Lennox Head woman Julieanne Margaret Heneghan, 53, faced Lismore Local Court on Monday after pleading guilty to dishonestly obtaining a financial advantage from the Commonwealth.
A Commonwealth prosecutor told the court Heneghan had received about $23,000 in welfare benefits over a three and a half year period when she was only entitled to about $6000.
The court heard that the court's "starting point" for sentencing of social security fraud was a custodial jail sentence.
However, Heneghan's solicitor John Weller argued there were "extenuating circumstances" to the offence, and his client should have no conviction recorded against her name.
The court heard Heneghan had become the sole parent to her two children in 2001 after a domestic violence relationship in which she was severely assaulted.

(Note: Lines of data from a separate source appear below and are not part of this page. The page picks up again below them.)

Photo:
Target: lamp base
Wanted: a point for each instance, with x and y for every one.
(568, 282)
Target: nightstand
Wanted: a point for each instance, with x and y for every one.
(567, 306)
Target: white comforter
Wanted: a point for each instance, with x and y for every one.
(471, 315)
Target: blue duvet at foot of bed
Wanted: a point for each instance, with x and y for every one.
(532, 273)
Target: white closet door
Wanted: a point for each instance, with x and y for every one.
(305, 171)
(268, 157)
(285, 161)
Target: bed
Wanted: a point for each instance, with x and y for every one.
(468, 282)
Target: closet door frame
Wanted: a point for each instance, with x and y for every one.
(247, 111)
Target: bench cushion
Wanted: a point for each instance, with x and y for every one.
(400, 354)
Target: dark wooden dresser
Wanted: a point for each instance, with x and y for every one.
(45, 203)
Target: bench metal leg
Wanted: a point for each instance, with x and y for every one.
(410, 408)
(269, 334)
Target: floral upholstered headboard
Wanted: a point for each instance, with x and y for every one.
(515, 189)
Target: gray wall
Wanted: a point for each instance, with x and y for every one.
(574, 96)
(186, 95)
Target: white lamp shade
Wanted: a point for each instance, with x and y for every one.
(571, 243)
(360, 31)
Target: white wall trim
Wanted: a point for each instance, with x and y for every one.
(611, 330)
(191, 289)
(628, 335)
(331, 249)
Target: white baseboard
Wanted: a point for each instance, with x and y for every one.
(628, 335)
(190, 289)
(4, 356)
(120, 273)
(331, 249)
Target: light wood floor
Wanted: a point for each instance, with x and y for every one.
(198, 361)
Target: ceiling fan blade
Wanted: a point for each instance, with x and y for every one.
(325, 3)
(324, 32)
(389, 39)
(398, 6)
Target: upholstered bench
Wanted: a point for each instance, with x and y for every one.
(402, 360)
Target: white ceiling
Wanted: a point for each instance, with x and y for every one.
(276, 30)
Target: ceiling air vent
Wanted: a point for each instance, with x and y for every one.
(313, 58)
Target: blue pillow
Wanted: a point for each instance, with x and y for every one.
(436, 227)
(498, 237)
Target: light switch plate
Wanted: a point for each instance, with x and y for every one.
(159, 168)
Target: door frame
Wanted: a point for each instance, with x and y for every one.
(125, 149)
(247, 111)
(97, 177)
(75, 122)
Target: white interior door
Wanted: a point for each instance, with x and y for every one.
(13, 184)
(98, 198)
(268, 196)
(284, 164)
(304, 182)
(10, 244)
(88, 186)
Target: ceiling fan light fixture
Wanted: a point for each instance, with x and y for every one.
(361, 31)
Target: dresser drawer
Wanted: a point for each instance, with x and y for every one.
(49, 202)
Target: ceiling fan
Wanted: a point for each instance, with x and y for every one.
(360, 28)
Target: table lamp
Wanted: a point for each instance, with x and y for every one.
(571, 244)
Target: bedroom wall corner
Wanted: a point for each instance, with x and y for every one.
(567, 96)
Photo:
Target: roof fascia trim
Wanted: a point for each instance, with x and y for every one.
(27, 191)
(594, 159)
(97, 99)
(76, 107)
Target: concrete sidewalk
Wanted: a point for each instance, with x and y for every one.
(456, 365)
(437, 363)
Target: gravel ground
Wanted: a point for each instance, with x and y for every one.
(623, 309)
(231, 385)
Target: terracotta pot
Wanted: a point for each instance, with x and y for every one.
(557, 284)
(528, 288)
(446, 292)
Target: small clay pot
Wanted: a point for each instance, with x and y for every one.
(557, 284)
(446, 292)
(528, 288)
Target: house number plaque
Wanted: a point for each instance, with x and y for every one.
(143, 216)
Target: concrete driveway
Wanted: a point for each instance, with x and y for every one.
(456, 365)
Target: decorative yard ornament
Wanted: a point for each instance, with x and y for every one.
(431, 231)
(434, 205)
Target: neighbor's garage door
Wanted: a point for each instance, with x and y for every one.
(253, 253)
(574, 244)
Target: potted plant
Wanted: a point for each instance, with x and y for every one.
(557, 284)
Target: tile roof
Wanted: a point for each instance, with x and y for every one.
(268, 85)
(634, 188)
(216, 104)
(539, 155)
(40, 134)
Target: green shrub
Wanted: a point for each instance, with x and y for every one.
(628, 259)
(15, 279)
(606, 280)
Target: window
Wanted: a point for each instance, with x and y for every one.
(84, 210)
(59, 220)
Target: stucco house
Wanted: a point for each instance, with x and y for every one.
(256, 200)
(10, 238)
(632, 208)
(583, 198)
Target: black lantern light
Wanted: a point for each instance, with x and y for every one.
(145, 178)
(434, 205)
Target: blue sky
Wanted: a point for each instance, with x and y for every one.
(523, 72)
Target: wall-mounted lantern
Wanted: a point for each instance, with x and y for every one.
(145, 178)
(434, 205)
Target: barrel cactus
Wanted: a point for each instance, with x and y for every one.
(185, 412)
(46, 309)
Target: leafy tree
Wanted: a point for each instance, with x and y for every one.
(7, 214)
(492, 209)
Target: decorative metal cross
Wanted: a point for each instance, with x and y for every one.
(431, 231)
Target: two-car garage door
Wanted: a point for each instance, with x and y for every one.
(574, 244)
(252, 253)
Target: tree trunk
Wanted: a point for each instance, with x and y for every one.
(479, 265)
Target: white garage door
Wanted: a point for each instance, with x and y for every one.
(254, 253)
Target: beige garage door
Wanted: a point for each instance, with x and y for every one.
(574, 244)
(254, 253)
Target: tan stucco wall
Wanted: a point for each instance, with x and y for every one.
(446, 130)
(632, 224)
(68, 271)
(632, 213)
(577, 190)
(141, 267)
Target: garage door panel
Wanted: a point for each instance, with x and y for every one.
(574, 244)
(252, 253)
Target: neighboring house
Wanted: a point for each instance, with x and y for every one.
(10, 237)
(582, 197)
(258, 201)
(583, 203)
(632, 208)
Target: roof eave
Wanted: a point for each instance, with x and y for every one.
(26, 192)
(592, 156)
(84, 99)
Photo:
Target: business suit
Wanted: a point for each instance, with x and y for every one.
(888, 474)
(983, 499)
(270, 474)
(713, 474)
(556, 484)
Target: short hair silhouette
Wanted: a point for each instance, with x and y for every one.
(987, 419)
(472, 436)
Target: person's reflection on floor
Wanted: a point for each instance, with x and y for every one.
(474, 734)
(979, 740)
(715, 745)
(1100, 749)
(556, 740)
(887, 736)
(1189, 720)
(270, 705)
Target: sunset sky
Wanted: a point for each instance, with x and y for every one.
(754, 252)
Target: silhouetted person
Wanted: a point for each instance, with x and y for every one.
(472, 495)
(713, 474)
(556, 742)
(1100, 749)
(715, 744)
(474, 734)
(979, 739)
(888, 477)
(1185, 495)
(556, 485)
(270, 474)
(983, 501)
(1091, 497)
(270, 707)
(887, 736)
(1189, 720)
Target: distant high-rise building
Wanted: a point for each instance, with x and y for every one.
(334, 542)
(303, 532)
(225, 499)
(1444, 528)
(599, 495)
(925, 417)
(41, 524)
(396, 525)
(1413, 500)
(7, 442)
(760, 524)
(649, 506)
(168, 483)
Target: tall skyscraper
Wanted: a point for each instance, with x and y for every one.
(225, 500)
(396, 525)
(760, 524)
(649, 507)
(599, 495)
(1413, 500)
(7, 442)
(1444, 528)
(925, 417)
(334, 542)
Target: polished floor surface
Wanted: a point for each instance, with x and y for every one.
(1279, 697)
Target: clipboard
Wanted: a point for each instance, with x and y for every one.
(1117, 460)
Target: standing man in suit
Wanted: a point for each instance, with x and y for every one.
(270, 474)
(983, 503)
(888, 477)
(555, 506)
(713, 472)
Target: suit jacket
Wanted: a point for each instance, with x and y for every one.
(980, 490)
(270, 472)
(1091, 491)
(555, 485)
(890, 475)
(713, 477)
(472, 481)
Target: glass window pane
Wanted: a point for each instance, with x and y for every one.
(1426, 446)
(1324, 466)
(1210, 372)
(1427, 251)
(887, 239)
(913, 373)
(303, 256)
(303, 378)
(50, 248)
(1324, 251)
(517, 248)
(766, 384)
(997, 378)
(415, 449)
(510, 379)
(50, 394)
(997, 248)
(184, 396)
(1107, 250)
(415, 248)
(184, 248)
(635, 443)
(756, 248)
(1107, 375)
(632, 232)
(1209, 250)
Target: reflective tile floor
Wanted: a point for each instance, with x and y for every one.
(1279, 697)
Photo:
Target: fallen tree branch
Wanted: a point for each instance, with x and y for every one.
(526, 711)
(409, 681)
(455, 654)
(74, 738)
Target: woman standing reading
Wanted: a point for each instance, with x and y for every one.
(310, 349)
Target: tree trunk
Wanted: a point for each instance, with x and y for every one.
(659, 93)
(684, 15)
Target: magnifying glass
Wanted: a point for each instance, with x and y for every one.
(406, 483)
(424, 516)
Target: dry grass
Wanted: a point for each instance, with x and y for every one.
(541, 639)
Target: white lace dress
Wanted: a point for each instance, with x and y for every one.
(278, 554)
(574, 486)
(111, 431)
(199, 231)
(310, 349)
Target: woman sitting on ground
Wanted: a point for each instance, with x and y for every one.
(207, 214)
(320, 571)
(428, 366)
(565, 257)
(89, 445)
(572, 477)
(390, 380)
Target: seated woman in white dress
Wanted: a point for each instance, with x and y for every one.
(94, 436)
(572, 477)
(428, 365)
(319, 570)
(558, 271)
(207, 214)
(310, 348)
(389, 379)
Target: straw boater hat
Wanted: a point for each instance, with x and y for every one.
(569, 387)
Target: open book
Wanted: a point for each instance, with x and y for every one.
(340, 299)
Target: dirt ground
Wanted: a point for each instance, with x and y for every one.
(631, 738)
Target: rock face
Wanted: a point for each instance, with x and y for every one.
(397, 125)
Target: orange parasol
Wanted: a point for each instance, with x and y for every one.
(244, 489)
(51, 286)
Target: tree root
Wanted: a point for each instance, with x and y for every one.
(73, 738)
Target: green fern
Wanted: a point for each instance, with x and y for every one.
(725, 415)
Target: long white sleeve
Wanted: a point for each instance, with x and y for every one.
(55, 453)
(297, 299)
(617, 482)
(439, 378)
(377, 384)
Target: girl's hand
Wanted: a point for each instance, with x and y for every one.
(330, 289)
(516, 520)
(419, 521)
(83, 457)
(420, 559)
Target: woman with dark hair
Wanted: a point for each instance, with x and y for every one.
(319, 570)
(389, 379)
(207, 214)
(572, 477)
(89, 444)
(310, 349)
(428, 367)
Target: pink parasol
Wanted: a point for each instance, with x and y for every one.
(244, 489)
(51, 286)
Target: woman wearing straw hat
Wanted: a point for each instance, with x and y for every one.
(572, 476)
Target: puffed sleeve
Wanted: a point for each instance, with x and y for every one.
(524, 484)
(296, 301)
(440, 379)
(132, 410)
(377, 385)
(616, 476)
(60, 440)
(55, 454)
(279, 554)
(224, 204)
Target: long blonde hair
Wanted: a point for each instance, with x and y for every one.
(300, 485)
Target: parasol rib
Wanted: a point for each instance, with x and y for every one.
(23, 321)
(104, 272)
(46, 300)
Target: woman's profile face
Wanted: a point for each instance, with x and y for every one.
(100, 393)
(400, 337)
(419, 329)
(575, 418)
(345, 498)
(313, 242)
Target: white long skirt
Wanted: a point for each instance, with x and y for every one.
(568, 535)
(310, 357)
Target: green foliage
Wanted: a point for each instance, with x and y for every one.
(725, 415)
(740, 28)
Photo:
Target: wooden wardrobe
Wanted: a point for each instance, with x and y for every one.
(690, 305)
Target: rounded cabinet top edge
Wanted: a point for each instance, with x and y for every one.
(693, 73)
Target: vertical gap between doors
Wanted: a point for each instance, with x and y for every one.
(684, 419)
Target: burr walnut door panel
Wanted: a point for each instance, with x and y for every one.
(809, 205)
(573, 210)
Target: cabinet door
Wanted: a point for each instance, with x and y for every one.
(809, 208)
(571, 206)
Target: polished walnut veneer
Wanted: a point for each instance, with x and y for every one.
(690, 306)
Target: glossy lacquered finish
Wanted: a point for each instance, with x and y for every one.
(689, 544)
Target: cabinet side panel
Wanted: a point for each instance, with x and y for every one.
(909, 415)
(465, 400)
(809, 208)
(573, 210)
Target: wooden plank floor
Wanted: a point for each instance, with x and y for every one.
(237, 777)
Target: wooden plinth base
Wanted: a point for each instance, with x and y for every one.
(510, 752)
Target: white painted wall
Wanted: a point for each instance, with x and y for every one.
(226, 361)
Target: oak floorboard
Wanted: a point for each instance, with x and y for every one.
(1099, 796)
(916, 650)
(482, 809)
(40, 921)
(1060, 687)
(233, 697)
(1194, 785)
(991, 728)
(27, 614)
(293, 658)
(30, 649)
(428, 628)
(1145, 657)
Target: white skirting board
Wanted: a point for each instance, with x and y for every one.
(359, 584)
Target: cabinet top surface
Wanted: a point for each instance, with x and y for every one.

He said one of her children had Type 1 diabetes, while the other had been diagnosed with ADHD, and Heneghan's life revolved around giving "absolutely 100 per cent attention to these two young boys".
Mr Weller said his client had "lived a life of part-time work" and there was "no personal enrichment" in her fraudulent actions.
He said Heneghan had a payment plan in place to repay the debt and had a "bright positive future career" after recently working her way into a position of responsibility.
"She's very clear that as that career continues, she'll be able to pay that money at a quicker rate," Mr Weller said.
Mr Weller said she was a person of "previous good character" with no prior convictions and a "top rating mother".
The court also heard that if a conviction was formally recorded, Heneghan would lose her job due to the security clearance required.
To illustrate the point, Heneghan was called to the witness box and gave evidence to that effect.
However, the Crown argued a conviction should be recorded against Heneghan's name because social security fraud was "prevalent and easy to commit" and deserved "heavy penalties".
The court heard while the defendant's background was "tragic and unfortunate" the domestic violence occurred 13 years before the fraud. The children were now both adults.
Magistrate Michael Dakin elected to adjourn the matter to return to Lismore Local Court on Friday.